Richard Moult - Aonaran

Publié le 20 Septembre 2016

Richard Moult - Aonaran

   La Musique des solitudes oubliées

   Compositeur, peintre et poète, l'anglais Richard Moult, à côté de multiples collaborations, poursuit une carrière solo loin du bruit et du monde, puisant son inspiration dans les contrées sauvages et isolées de l'ouest de l'Écosse (sans doute le paysage de la photographie de couverture, prise par le musicien) et des îles Hébrides en particulier. Je le découvre avec ce Aonaran (qui signifie "Solitaire" en gaëlique écossais), sorti en octobre 2013 sur le label Wild Silence, label de Before I was Invisible de Rainier Lericolais et Susan Matthews. Cinq pièces, alternant compositions instrumentales de petites dimensions et chansons folkloriques (au sens large, et noble du terme), avec au centre une pièce monumentale. Le tout croise traditions et modernité électronique, musique ambiante et contemporaine néo-classique.

   "Rionnag Bheag" est une courte évocation instrumentale : harpe et électronique dessinent un paysage calme, intense et aéré, traversé d'éclats de lumière, posant comme le cadre d'un mystère intemporel. "Heartsease" commence au piano, un piano aux amples résonances, puis c'est la belle voix grave et vibrante de David Colohan : que voilà une superbe ballade élégiaque !

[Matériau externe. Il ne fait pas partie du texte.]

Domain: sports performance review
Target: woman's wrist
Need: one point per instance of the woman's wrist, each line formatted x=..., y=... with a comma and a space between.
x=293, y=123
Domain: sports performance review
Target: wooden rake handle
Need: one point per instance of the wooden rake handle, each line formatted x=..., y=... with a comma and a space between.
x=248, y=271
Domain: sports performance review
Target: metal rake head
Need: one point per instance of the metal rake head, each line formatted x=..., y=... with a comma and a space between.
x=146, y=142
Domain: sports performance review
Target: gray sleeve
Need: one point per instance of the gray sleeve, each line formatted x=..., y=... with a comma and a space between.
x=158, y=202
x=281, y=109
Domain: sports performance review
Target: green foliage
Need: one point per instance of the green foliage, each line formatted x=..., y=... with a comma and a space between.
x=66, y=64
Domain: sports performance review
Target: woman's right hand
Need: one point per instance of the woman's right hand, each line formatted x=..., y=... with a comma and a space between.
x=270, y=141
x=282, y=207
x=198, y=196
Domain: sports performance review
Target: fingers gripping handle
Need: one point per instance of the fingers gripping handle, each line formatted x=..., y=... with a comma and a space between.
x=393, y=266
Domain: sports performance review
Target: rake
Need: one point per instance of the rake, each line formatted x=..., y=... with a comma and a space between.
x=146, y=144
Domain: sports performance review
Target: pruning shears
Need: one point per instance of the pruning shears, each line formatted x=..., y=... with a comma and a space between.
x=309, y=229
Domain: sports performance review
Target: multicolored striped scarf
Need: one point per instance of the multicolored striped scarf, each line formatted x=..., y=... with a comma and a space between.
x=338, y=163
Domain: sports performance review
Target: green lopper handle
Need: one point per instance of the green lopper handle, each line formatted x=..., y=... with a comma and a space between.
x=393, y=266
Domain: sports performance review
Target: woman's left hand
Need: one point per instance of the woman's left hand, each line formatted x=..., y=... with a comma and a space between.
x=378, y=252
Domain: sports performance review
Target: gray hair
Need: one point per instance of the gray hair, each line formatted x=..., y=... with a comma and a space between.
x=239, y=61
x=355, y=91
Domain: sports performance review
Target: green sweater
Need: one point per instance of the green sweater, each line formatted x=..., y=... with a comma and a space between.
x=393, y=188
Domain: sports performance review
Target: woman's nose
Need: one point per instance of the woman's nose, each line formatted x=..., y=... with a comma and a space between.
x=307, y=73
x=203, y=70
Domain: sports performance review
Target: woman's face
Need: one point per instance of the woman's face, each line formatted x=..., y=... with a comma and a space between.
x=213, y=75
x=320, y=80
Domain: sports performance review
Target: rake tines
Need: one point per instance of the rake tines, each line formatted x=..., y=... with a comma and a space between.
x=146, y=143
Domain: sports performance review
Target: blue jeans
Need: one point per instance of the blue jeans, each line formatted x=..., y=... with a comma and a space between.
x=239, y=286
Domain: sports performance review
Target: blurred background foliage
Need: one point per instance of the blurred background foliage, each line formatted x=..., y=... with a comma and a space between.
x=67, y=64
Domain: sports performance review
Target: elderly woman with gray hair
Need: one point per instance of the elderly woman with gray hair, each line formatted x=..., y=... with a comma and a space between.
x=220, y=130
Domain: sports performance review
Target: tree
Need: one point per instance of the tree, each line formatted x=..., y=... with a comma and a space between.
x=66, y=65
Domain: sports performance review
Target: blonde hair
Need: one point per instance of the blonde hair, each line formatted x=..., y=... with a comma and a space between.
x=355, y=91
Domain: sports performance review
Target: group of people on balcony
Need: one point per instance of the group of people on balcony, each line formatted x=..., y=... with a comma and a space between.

   Le vent se lève ; la harpe, le piano émergent des brumes, un dulcimer puis le piano se joignent aux frémissements : c'est "Rionnag Mór", vaste poème quasi symphonique aux mouvements de houle, alternance de vifs miroitements et de calmes contemplatifs. Le hautbois vient surplomber le flux irisé de son liant boisé. C'est une pièce extraordinaire, majestueuse, comme on en entend peu, celle d'un véritable inspiré qui nous invite à un voyage en apesanteur au-dessus de paysages grandioses parsemés de bouillonnantes mares magiques. Rarement on a à ce point l'impression d'être confronté avec la pureté originelle du monde : c'est un retour aux sources, aux forces natives, que les accents minimalistes de certaines boucles brûlantes servent à merveille. On est peu à peu immergé dans une matière fusionnelle, radieuse, à pleurer tellement c'est beau, sublime. Avec des ralentissements extatiques, des éclaboussures exquises de piano, des soubresauts graves...et la montée tellurique de la fin, prodigieux soulèvements de mondes inconnus, avant une courte coda mystérieuse !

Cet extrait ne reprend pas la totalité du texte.